If you're running production services, you should probably sign up for a paid support package, which have guaranteed response times down to 15 minutes: https://cloud.google.com/support/
I think this is a terrible attitude. I will never implement it in my own support model. People shouldn't have to pay me in order to report a bug in my system. Arguably I should pay them, because one report is the tip of an iceberg of silent affected customers.
More often than not, what most people want is simply an acknowledgement. They're not seeking a bug bounty. And definitely not the brush-off you just gave the GP: when someone's house is on fire, you don't demand prepayment for the water.
You absolutely do not have to pay us to report a bug, period. The same day this bug was filed, one of my colleagues (pay...@google.com) jumped on the report and started asking questions to determine what was happening.
It seems to me that the GP's complaint is that this process was too slow: too much back-and-forth, too little dedicated attention to get the problem figured out immediately. That's a frustration which is easy to understand.
The point about support contracts was most likely intended to emphasize that if your livelihood depends on a service, you should have an agreement in place that guarantees you can wake up an engineer on the weekend.
I can't comment on the paid support. I've just noticed that the non-paid support engineers seems to be under pressure.
I feel little bit bad for them sometimes. They don't seem to have the time to look into problems. It must be quite a boring job for those assigned on the public issues.
Hi, I manage the team. Do you have some recent examples I can show to the higher-ups? Our incentives are built around quality of work, not speed, so what you're describing is definitely not working as intended.
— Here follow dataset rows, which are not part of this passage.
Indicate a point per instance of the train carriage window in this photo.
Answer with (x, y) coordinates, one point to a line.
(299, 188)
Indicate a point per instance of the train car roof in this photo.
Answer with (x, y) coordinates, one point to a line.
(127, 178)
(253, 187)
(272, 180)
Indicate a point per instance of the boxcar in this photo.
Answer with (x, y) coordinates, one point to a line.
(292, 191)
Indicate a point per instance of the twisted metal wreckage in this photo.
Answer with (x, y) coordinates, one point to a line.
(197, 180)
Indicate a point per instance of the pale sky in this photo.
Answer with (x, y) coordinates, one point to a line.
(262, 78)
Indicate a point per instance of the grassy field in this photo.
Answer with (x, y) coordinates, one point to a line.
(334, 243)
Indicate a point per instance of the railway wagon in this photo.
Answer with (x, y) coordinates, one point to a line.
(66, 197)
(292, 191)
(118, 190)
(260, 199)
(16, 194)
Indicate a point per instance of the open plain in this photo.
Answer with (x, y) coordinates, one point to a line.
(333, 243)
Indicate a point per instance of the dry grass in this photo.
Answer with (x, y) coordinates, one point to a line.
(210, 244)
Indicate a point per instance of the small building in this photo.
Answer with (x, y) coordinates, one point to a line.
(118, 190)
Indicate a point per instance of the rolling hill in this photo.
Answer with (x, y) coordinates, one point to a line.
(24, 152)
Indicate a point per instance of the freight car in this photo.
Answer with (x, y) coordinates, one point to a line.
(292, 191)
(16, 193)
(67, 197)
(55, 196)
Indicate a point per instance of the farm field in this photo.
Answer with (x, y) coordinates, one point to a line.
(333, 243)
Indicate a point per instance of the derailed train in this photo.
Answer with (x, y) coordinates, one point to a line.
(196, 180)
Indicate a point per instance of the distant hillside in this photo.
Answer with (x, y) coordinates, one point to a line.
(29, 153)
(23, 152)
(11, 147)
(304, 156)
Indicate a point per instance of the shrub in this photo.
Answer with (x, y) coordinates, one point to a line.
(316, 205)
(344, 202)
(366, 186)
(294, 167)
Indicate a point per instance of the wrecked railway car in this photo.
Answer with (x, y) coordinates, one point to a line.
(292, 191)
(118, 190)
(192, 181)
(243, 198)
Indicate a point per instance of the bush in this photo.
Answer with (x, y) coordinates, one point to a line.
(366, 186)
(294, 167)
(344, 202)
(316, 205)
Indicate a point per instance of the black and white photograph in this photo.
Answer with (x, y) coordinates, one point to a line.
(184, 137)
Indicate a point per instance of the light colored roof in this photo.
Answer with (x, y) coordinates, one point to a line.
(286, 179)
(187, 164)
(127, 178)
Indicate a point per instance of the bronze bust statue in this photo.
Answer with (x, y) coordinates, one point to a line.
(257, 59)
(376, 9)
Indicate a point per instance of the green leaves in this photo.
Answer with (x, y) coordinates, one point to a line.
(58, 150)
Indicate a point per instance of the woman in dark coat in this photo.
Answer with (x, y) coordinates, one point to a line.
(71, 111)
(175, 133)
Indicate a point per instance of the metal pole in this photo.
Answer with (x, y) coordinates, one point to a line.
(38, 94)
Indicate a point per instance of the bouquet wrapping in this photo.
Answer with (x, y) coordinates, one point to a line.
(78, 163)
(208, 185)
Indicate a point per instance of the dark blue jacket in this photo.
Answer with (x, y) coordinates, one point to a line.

Form my perspective: sometimes when I report a bug it's more so that other users don't waste their time troubleshooting it than to have it fixed immediately.
Finally there are issues like these ones that are not clear cut but that I can't investigate myself because it requires time and resources (they eventually cost me a few bucks running instances for testing purposes).
https://code.google.com/p/googleappengine/issues/detail?id=1...
You guys have a good product. I think that the promise of not having to manage infrastructure hit a cord with many people. However you do have many bugs to fix to make the platform more stable and (non intentionally) discouraging people from reporting issues will make things improve at a slower rate.
More often than not, what most people want is simply an acknowledgement. They're not seeking a bug bounty. And definitely not the brush-off you just gave the GP: when someone's house is on fire, you don't demand prepayment for the water.